The Appellate Division upheld the denial of area variances to permit the legalization of an addition to an accessory structure. In the Matter of Sacher v. Village of Old Brookville, the Court and the Zoning Board appear to have been influenced by the fact that the applicant had constructed the addition without benefit of a permit.

After stating the general rule that judicial review of the decisions of a zoning board are limited to “whether the action taken by the board was illegal, arbitrary, or an abuse of discretion,” the Court then reviewed the balancing test the zoning board must consider.
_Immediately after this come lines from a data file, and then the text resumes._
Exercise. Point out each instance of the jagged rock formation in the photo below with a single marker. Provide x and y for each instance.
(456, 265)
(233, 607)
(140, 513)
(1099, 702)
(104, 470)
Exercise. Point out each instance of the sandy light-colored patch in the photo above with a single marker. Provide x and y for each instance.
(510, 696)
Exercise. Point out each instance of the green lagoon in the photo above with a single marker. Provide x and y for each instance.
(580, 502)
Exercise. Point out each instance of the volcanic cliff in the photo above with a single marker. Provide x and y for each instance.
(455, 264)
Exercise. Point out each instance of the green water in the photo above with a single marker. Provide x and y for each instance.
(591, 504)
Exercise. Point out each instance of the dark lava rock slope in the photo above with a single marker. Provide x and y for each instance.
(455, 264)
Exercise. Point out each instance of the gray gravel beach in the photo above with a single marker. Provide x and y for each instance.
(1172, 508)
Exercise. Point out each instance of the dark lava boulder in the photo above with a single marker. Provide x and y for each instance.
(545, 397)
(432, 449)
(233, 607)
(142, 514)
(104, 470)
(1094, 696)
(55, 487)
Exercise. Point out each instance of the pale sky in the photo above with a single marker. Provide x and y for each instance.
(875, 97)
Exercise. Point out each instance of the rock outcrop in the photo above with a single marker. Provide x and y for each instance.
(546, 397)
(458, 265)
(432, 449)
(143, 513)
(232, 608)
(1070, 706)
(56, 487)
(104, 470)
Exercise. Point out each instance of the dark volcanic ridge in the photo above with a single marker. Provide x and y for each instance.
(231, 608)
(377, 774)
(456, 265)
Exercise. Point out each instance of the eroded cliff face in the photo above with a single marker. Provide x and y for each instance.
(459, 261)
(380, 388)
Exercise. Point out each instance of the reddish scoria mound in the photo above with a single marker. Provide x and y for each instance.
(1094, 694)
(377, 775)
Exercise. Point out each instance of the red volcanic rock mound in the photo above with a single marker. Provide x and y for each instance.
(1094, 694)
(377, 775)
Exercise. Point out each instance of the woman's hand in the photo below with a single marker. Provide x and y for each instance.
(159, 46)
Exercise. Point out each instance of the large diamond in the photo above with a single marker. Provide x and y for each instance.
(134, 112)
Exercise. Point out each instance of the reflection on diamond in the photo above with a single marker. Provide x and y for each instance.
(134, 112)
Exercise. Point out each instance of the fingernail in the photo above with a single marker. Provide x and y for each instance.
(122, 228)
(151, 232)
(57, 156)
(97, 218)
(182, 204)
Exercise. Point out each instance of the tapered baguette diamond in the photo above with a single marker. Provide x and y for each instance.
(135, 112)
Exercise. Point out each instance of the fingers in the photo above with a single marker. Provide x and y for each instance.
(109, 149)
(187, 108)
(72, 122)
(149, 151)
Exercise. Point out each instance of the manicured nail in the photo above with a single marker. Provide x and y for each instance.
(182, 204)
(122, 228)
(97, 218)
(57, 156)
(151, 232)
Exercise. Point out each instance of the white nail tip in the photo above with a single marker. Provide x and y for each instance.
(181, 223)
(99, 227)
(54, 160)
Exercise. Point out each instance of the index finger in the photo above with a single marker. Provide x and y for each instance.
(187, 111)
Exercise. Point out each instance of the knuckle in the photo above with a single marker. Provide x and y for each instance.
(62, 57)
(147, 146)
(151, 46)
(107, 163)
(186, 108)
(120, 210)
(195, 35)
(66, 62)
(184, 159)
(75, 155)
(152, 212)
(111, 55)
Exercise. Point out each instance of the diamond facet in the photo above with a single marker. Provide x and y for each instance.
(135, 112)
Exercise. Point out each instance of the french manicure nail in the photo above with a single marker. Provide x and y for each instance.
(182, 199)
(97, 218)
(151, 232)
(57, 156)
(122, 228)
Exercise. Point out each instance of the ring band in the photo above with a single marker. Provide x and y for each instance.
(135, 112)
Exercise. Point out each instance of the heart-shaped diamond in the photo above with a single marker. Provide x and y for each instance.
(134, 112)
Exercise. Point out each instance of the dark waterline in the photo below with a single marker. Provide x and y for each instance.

” A zoning board must also consider “(1) whether an undesirable change will be produced in the character of the neighborhood or a detriment to nearby properties will be created by the granting of the area variance; (2) whether the benefit sought by the applicant can be achieved by some method, feasible for the applicant to pursue, other than an area variance; (3) whether the requested area variance is substantial; (4) whether the proposed variance will have an adverse effect or impact on the physical or environmental conditions in the neighborhood or district; and (5) whether the alleged difficulty was self-created, which consideration shall be relevant to the decision of the board of appeals, but shall not necessarily preclude the granting of the area variance” (Village Law § 7-712-b[3][b]).”

Noting that the members of the zoning board may also rely upon there own observations, the Court analyzed the conclusions of the Zoning Board, finding:

“The evidence before the Board and the Board’s visual inspection of the property supported its conclusion that granting the proposed variances would be a detriment to nearby properties and produce an undesirable change in the character of the neighborhood. Additionally, the Board rationally concluded that the requested variances were substantial in nature and that the petitioners had a feasible alternative to increasing the size of the accessory building, since there were other structures on the petitioners’ property which could provide additional storage space. Likewise, the petitioners’ hardship was self-created in that they completed the additions to the accessory building without obtaining a building permit (see Matter of Caspian Realty, Inc. v Zoning Bd. of Appeals of Town of Greenburgh, 68 AD3d 62, 77; Matter of Merlotto v Town of Patterson Zoning Bd. of Appeals, 43 AD3d 926, 930-931; Matter of Becvar v Scheyer, 250 AD2d 842, 843). Contrary to the petitioners’ contention, the Board “was entitled to consider the effect its decision would have as a precedent” (Matter of Gallo v Rosell, 52 AD3d 514, 516).”